En étudiant la pulpe dentaire de squelettes inhumés à Douai, des chercheurs du CNRS et de l’Université de la Méditerranée ont identifié les agents pathogènes responsables de la fièvre des tranchées et du typhus. Publiés dans la revue PLoS ONE, ces travaux révèlent pour la première fois la présence du typhus en Europe au début du XVIIIème siècle et confortent l’hypothèse selon laquelle cette maladie aurait été importée en Europe par les conquistadors espagnols venant des Amériques.

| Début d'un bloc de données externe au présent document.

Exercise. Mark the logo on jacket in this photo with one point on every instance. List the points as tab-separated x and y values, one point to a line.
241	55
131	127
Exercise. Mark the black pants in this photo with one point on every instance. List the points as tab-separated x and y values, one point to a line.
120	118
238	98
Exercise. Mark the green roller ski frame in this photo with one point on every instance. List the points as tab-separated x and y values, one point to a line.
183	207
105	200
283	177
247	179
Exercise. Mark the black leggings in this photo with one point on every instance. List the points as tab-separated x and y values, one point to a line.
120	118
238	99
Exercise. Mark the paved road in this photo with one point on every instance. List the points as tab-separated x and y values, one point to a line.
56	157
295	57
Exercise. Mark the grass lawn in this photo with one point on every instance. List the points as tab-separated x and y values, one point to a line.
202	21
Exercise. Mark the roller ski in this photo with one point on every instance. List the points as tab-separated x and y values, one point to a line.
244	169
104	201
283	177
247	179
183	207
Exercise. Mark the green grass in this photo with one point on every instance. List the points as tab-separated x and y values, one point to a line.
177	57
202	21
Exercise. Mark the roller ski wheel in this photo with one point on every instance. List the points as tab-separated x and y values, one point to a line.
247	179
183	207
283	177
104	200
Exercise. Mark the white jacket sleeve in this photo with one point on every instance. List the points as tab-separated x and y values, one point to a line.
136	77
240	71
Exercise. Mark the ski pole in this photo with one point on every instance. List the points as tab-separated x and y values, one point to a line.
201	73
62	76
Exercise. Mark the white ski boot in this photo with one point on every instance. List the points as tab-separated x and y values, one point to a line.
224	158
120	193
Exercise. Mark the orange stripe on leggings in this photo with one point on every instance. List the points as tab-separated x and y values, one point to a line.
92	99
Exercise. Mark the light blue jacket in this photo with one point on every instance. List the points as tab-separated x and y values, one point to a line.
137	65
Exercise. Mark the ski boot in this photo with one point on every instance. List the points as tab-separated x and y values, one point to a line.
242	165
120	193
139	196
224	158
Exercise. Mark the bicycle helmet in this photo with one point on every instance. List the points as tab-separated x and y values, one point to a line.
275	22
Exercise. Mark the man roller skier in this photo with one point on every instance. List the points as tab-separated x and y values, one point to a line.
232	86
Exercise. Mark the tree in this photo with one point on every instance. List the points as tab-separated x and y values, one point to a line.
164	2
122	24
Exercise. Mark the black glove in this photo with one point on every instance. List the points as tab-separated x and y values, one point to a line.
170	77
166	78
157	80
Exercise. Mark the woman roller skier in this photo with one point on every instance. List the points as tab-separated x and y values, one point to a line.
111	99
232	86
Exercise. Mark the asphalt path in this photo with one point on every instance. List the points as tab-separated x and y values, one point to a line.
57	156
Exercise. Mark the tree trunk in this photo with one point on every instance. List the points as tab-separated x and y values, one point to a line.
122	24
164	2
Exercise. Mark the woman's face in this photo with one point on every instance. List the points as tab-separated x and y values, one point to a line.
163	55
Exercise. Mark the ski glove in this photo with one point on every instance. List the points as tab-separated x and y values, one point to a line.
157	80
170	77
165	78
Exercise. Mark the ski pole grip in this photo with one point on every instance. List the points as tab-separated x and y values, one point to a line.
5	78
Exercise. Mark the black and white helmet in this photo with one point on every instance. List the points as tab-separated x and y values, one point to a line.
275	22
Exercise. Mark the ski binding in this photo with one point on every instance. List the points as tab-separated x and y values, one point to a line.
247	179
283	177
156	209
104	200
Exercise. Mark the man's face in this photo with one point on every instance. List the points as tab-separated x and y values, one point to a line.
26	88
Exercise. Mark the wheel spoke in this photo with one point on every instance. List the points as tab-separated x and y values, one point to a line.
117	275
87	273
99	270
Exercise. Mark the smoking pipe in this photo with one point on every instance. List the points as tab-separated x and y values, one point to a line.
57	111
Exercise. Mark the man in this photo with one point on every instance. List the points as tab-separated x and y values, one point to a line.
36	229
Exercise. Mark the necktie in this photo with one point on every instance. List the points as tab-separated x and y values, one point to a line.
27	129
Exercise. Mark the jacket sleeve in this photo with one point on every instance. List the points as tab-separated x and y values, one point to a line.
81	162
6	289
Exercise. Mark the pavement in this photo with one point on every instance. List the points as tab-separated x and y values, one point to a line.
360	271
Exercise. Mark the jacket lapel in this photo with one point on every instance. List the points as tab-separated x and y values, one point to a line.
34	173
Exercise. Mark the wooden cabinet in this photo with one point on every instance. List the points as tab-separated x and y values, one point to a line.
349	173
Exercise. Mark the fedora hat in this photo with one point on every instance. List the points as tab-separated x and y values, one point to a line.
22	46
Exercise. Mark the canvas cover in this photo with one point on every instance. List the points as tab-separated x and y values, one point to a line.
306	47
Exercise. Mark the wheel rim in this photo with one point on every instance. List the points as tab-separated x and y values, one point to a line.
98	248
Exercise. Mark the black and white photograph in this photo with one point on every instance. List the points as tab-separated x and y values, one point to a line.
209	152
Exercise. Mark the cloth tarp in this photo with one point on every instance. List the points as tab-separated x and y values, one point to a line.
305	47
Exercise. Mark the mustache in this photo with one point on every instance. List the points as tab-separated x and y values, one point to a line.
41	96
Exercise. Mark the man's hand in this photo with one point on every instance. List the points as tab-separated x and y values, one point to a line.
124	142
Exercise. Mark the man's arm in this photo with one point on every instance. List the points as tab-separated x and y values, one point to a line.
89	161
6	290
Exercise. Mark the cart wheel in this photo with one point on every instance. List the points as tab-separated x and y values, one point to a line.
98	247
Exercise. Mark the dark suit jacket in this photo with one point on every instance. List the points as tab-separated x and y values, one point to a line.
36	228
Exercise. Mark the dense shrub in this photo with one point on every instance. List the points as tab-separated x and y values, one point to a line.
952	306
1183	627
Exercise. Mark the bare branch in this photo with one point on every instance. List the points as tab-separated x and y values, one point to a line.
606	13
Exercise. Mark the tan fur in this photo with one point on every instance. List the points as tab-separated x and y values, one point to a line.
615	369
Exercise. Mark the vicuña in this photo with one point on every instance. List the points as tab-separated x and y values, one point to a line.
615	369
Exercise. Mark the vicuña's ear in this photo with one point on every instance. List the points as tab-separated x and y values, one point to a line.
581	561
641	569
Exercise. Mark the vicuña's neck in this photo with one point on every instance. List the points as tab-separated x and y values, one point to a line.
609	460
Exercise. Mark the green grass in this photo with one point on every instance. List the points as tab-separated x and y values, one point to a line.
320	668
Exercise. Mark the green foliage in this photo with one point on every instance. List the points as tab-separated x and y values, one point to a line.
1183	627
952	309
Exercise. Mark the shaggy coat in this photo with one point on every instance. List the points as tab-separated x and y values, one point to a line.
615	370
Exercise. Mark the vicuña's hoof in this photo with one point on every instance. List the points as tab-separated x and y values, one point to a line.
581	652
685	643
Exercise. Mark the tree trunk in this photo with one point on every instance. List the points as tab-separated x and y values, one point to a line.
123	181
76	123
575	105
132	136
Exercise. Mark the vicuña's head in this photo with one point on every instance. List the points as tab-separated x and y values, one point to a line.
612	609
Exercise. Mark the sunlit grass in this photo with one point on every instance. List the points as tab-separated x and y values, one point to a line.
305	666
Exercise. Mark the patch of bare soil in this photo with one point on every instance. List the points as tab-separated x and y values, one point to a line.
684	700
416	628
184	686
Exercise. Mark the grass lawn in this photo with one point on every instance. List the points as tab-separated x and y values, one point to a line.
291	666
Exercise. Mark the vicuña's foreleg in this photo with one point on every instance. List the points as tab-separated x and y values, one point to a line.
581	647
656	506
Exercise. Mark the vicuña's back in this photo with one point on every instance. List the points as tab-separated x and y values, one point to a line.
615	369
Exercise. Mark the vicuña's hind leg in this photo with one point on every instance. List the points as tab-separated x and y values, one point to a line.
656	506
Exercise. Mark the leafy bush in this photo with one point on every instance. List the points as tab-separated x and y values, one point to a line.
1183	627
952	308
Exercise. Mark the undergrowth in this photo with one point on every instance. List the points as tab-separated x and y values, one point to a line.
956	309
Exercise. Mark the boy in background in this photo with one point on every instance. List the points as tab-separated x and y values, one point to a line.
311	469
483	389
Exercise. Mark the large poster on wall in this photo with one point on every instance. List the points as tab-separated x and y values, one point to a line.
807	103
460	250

Entre 1710 et 1712, tandis que Louis XIV mène une grande guerre avec le nord de l’Europe pour la succession d’Espagne, la ville de Douai dans le nord de la France est assiégée à plusieurs reprises. En 1981, lors de travaux réalisés dans la ville, des sépultures sont découvertes. Les squelettes mis au jour sont alors soumis à des études de paléomicrobiologie(1) dirigées par Didier Raoult de l’Unité de recherche sur les maladies infectieuses et tropicales émergentes (CNRS/Université de la Méditerranée/IRD), en collaboration avec des chercheurs du laboratoire d’anthropologie bioculturelle de Marseille (CNRS/Université de la Méditerranée/EFS).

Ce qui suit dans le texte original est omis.